The BBC had long announced that the series would wrap up with the sixth season, but series creator Steven Knight has always expressed his desire to see the story “continue in another form,” namely that of a film that’s set to begin production in 2023. In an interview with Variety, he expressed: “I am going to write the feature which will be set in and shot in Birmingham. And that will probably be the sort of end of the road for Peaky Blinders as we know it.”
Before we get the film though, it appears the BBC is keen to test out the waters. Series director Anthony Byrne has confirmed that the season six finale will bid farewell to the beloved characters with a feature-length instalment. “It’s such a Peaky Blinders thing to do for the last hurrah,” he told Radio Times, revealing the last episode’s total runtime comes close to a staggering 81 minutes.
“It feels very, very different to the rest of the season. It feels very, very different to anything we’ve done before. It’s very epic in scope. It feels like a film – it’s a kind of dry run for the feature film.”
Previously, the star’s leading star, Cillian Murphy (who plays Tommy Shelby) told Men’s Health that he feels the sense of climax that comes with ending a series as celebrated as that of Peaky Blinders, and is already feeling some big emotions to coincide with the last season. “There is so much good in [Thomas Shelby], but then there’s also this conflict and this violence and this trauma,” he said of the character.
Knight had said that the BBC drama would conclude with the first air raid siren in Birmingham circa 1939, bookending the story of “a family between two wars”. But he revealed to Empire in an interview earlier this year that those plans had since changed. “It was always Britain between the wars – how the lesson from one war was not learned and was repeated,” he explained. “It’s also the end of empire: we enter the Second World War and by the end of it, there is no empire, really. But I…have revised the scope of what it is.”
He added, “It will now go into and beyond the Second World War. Because I just think the energy that is out there in the world for this. I want to keep it going, and I want to see how this can progress beyond that. I think of this sixth series as the end of the beginning.”
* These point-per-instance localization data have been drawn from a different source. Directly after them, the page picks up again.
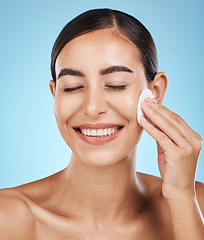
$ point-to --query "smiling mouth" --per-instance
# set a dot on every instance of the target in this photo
(103, 132)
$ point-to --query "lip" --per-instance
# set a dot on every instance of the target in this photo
(98, 140)
(98, 126)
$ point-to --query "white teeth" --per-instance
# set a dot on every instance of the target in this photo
(99, 132)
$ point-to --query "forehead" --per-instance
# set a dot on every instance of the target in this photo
(98, 49)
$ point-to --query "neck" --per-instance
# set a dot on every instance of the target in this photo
(103, 193)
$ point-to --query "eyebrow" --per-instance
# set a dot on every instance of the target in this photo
(112, 69)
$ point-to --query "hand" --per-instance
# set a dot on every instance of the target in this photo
(178, 149)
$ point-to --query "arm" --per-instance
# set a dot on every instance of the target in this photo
(178, 150)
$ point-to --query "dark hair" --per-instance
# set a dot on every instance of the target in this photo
(122, 23)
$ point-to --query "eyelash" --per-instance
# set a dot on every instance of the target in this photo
(113, 88)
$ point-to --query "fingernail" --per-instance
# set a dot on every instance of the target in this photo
(143, 120)
(145, 105)
(149, 100)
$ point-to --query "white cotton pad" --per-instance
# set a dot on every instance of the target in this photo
(144, 94)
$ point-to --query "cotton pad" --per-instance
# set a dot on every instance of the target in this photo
(144, 94)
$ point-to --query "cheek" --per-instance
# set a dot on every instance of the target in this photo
(126, 104)
(65, 107)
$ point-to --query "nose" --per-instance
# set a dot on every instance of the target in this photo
(95, 103)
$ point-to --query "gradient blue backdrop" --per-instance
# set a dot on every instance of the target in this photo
(31, 146)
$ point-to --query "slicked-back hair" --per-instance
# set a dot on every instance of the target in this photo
(123, 23)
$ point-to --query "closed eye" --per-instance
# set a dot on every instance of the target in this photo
(117, 88)
(72, 89)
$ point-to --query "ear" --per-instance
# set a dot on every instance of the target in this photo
(52, 87)
(159, 86)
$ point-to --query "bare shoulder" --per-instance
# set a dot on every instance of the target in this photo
(16, 219)
(200, 195)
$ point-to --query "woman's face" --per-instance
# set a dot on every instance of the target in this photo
(93, 97)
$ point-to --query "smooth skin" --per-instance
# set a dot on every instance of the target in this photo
(99, 195)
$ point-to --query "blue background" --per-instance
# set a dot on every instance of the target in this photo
(31, 146)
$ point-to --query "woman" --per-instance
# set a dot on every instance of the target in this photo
(101, 62)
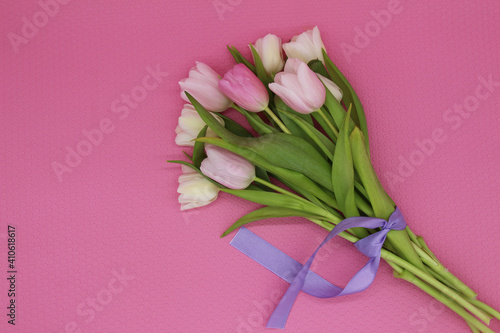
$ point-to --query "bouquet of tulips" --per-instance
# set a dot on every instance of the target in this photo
(303, 151)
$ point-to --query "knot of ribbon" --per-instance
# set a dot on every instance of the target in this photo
(306, 280)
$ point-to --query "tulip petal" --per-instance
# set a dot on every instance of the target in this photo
(312, 87)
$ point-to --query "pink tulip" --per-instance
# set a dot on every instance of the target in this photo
(269, 50)
(242, 86)
(227, 168)
(202, 84)
(306, 46)
(299, 87)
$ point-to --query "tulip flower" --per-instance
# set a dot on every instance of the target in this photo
(190, 125)
(306, 46)
(331, 86)
(227, 168)
(195, 190)
(299, 87)
(202, 84)
(269, 50)
(242, 86)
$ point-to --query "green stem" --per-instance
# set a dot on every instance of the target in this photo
(277, 120)
(328, 122)
(436, 284)
(471, 320)
(486, 308)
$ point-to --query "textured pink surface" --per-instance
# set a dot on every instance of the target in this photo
(117, 209)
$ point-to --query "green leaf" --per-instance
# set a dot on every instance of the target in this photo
(210, 120)
(343, 176)
(278, 200)
(320, 140)
(239, 58)
(280, 105)
(343, 172)
(187, 155)
(234, 127)
(260, 71)
(324, 125)
(350, 96)
(318, 67)
(266, 213)
(199, 148)
(256, 122)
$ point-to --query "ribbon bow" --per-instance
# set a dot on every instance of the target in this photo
(281, 264)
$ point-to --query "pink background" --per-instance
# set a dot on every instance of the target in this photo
(117, 210)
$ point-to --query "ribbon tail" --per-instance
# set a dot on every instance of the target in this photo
(280, 315)
(363, 278)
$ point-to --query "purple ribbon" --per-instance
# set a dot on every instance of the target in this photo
(284, 266)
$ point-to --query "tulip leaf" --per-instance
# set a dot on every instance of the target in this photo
(266, 213)
(319, 139)
(262, 174)
(197, 170)
(274, 199)
(210, 120)
(382, 204)
(318, 67)
(239, 58)
(234, 127)
(293, 177)
(315, 200)
(324, 125)
(199, 148)
(349, 97)
(282, 106)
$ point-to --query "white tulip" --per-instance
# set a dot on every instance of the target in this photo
(269, 50)
(190, 125)
(195, 190)
(332, 87)
(306, 46)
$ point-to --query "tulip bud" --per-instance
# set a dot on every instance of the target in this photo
(195, 190)
(306, 46)
(190, 125)
(331, 86)
(299, 87)
(227, 168)
(202, 84)
(269, 50)
(242, 86)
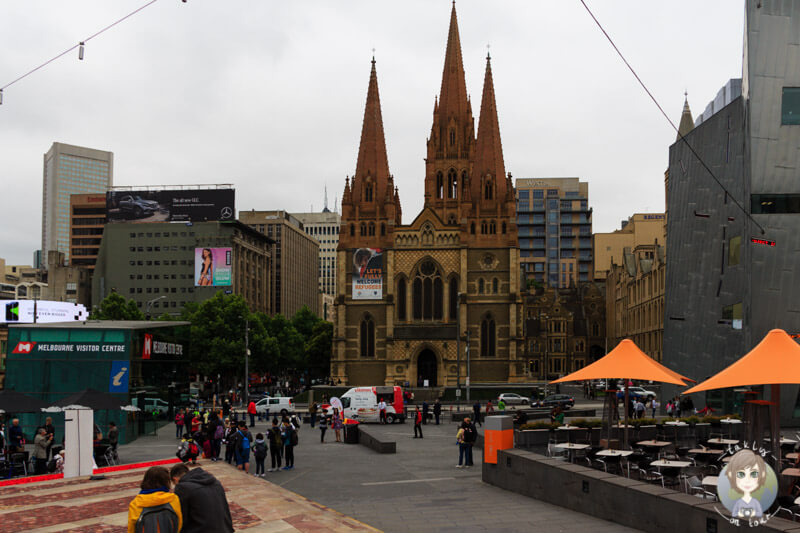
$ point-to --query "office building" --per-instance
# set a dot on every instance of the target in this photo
(413, 297)
(296, 264)
(69, 170)
(639, 229)
(87, 219)
(733, 253)
(162, 266)
(555, 230)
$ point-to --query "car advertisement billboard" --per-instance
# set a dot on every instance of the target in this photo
(367, 274)
(213, 267)
(192, 205)
(22, 312)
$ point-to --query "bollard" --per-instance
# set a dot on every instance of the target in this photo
(498, 434)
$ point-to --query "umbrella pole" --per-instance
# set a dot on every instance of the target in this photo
(627, 402)
(775, 423)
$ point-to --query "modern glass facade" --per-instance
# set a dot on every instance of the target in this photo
(555, 230)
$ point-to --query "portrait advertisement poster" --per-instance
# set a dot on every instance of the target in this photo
(213, 267)
(367, 274)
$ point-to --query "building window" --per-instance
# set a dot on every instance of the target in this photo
(452, 184)
(453, 298)
(401, 299)
(367, 337)
(790, 106)
(734, 250)
(764, 204)
(488, 340)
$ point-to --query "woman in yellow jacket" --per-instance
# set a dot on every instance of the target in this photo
(155, 492)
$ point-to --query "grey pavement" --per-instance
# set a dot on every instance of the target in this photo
(416, 489)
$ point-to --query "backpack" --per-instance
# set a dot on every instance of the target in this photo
(158, 519)
(260, 449)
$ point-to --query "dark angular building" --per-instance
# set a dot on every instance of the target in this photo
(726, 285)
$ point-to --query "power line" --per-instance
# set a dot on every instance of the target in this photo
(83, 41)
(681, 137)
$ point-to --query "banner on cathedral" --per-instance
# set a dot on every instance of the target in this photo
(367, 274)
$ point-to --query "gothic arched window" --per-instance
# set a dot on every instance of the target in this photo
(452, 184)
(401, 299)
(488, 337)
(428, 293)
(367, 337)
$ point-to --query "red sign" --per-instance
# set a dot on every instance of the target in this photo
(147, 348)
(24, 347)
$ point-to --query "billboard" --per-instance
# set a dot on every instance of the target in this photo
(22, 311)
(193, 205)
(367, 274)
(213, 267)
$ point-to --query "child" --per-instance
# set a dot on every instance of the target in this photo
(260, 453)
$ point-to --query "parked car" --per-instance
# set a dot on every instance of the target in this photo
(564, 400)
(282, 405)
(637, 392)
(510, 398)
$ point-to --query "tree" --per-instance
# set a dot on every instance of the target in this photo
(115, 307)
(318, 349)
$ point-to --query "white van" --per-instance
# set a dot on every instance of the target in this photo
(361, 403)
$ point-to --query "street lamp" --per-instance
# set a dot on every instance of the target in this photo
(149, 304)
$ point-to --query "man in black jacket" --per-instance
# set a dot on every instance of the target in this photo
(203, 503)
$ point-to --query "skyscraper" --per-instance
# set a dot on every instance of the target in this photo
(555, 230)
(70, 170)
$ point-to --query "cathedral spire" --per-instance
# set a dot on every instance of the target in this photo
(489, 149)
(687, 124)
(453, 96)
(372, 159)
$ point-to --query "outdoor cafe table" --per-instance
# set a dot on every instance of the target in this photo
(571, 447)
(725, 442)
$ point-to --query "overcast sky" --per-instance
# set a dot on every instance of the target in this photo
(269, 96)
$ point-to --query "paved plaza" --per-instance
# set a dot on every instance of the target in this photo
(416, 489)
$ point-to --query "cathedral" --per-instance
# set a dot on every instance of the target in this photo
(415, 302)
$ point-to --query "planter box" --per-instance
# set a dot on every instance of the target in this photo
(531, 437)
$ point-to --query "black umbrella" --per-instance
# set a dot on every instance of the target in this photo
(93, 399)
(15, 402)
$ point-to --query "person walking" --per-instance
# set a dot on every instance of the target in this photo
(289, 442)
(202, 501)
(251, 410)
(417, 423)
(323, 425)
(178, 424)
(337, 425)
(275, 446)
(382, 411)
(462, 448)
(260, 453)
(476, 409)
(470, 435)
(155, 508)
(40, 443)
(312, 413)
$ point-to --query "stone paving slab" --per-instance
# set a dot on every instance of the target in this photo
(83, 506)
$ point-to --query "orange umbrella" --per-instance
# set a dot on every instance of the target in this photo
(626, 361)
(774, 361)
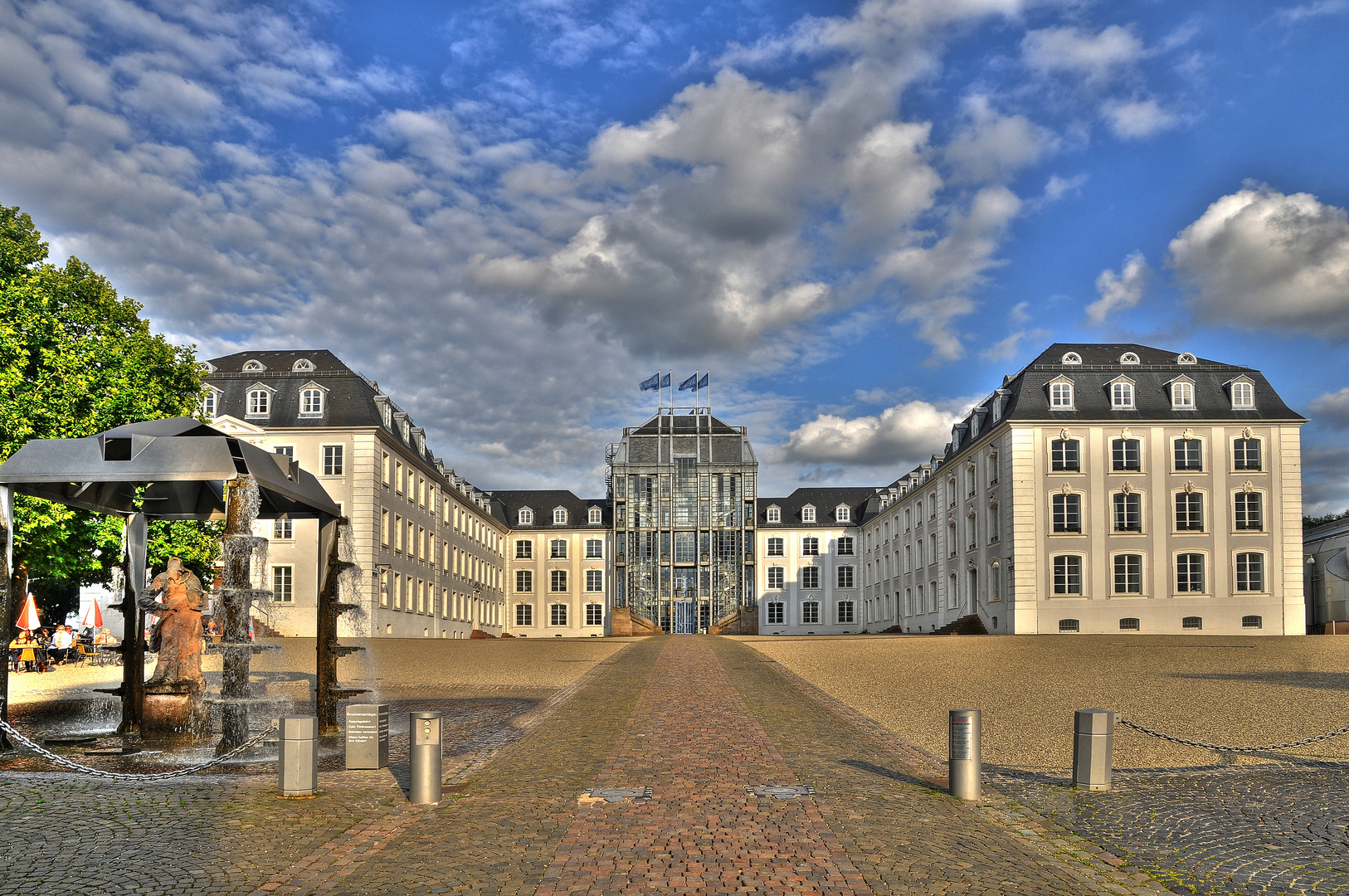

So far, all that’s known about the film is that it will be the “untold story that happened in the Second World War” involving the crime syndicate that is the Peaky Blinders. While it might be some way off, there’s still the series to appease your binge-watching needs. Currently, Peaky Blinders is airing via BBC One and BBC iPlayer, however Netflix has announced the sixth season will land not he streaming platform on June 10, 2022.